The strange cross-pollination of reality shows — birthing “stars” who can then be recycled — has certainly come of age at VH1, which has created its own House of Horrors (although with “Charm School,” there’s a near-homonym that probably would be equally appropriate). Ricki Lake takes over as the program’s host, showcasing an assortment of leftover “talent” from “Rock of Love” and “Real Chance of Love.” Presumably the charm lessons will come later, since I lost count of the bleeped expletives at 25 and haven’t seen this much prominently heaving cleavage since Russ Meyer passed away.

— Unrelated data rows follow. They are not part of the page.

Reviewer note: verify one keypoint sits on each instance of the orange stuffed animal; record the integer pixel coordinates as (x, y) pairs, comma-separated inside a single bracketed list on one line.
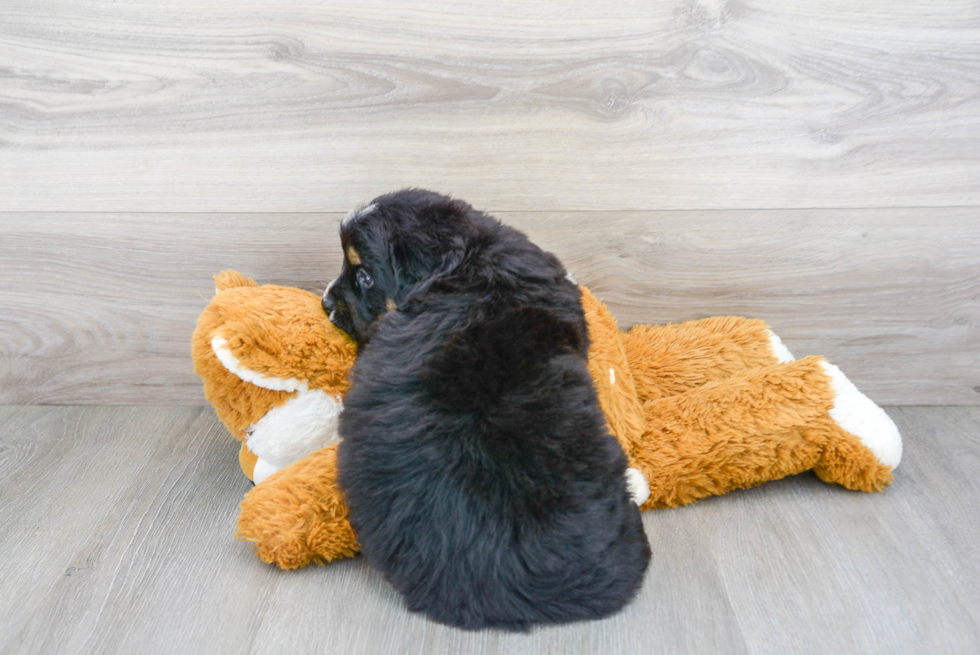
[(700, 408)]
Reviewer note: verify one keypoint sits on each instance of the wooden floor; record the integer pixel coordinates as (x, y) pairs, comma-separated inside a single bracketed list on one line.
[(116, 537)]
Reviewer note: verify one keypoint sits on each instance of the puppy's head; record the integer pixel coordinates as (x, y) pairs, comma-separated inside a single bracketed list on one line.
[(393, 247)]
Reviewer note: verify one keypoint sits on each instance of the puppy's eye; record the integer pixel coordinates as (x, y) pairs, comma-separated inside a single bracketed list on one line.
[(364, 279)]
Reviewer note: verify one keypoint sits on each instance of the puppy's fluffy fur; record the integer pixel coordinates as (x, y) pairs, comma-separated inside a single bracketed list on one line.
[(479, 472)]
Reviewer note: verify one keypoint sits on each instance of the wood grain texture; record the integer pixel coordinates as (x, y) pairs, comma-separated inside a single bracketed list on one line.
[(244, 105), (116, 536), (99, 308)]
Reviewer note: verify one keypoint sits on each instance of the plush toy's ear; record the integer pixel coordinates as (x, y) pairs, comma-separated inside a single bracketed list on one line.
[(612, 376)]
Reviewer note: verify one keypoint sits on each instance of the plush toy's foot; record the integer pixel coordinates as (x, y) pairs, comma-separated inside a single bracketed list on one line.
[(298, 515), (863, 444)]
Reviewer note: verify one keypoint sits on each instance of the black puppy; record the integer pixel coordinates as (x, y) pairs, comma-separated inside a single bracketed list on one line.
[(479, 472)]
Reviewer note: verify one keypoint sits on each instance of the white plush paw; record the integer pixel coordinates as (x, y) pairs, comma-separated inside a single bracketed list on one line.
[(637, 485), (860, 416), (782, 352)]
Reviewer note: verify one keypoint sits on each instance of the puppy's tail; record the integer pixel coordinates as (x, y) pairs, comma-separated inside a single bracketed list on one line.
[(491, 360)]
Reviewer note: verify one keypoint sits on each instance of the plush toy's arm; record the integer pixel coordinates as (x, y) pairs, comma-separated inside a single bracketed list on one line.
[(298, 515)]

Ostensibly, the idea behind “Charm School Gives Back With Ricki Lake” — as the new addition is rather fluffily titled — is to take these uncouth young women and gentrify them, or at least put them in schoolgirl outfits and compel them to engage in charitable acts. Epiphanies on the merits of benevolently looking outward will doubtless occur, but one suspects they’ll be about as real as most of the aforementioned cleavage.
The really striking aspect of the premiere, though, is how much time the show’s would-be luminaries spend pulling each other’s hair, slapping at each other and threatening to pull hair and slap each other. They also drink more heavily than the denizens of any TV show since perhaps the “Dean Martin Roasts.”
Much of this appears to be little more than posturing for the cameras, recognizing that bad behavior in this context (the title notwithstanding) is rewarded with increased airtime. The most amusing part comes when two women get into an altercation and Lake has to sit them down and soberly grill them about what happened — you know, like there’s no video evidence of what we just saw. “Physical violence will not be tolerated here at charm school,” the host says sternly, doubtless wondering how the hell she wound up uttering those words.
“Charm School” is a lot of things, but charmless is the most obvious. Then again, for a young woman in her 20s who has already tasted notoriety and committed herself to a life filtered through the lens of reality TV’s trashiest subgenre, I suppose anything beats a return to anonymity.